First batch of regional protection force to arrive in South Sudan soon: UN

By Denis Elamu JUBASouth Sudan  (Xinhua) -- The first batch of the much awaited African peacekeeping force with mandate to restore peace in South Sudan will arrive in the country soon, the United Nations peacekeeping chief revealed Tuesday.

The Under Secretary-General for Peacekeeping operations Herve Ladsous told journalists in Juba that the delayed deployment of the protection force was due to hiccups in getting clearance from the government.

“We are sparing no effort to speed up (deployment of protection force). I think I can say that in the next few weeks you will see the first vanguard of the protection force being deployed here in Juba,” Ladsous said.

“The deployment of the regional protection force, we are working actively on it. We did lose time because there was a delay in getting clearances and authorization here (in South Sudan),” he added.

The United Nations Security Council (UNSC) issued Resolution 2304 in August last year, allowing deployment of more than 4,000 troops to beef up the existing 13,000 UN Mission in South Sudan (UNMISS) force.

South Sudan accepted the deployment of the protection force in November 2016 but later reneged in January this year following renewed clashes in the capital between forces loyal to President Salva Kiir and rebel leader Riek Machar who is in exile in South Africa.

The fighting that left about 300 soldiers dead, also spread near to the UN Juba base in which thousands of internally displaced persons are seeking shelter resulting in the death of some three Chinese peacekeepers.

It further spread to once peaceful Equatorial region with the UN warning of ethnic cleansing leading to genocide in the aftermath of heinous atrocities being visited on largely civilians in the remote town of Yei Southwest of the capital.

“The situation in this country remains a source of many concerns an issue that the Secretary General since he came in the UN in January has put among his chief concerns,” Ladsous said.

He added the volatile situation remains under the close scrutiny of the UNSC which failed in it’s attempts to impose arms embargo on South Sudan.

The outgoing peacekeepers chief said they were very alarmed by the very serious humanitarian situation, and worrisome security issues of fighting that takes place in many parts of the country.

“In this context it’s clear that there can’t be military solution but political solution,” he said.

Ladsous also revealed that President Kiir vowed after the two held meeting in Juba to support the protection force and protect aid workers that have increasingly suffered from restricted movements while reaching out to those faced with famine.

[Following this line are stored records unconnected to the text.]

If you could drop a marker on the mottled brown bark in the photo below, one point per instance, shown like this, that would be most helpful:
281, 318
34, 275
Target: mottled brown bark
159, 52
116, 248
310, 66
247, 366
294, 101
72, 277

In late February, the UN declared famine in some parts of the country with 100,000 people starving, and 1 million on the brink of starvation and a further 5.5 million in dire need of food assistance caused by more than three years of fighting since December 2013.

“We have faced a number of impediments in terms of freedom of movement, getting clearances, very importantly the humanitarian actors have been severely impeded in their actions on the ground,” he said.

“I think South Sudan is one of the countries in the world where we have had humanitarian workers being prevented from doing their work, being killed or injured on their job,” he added.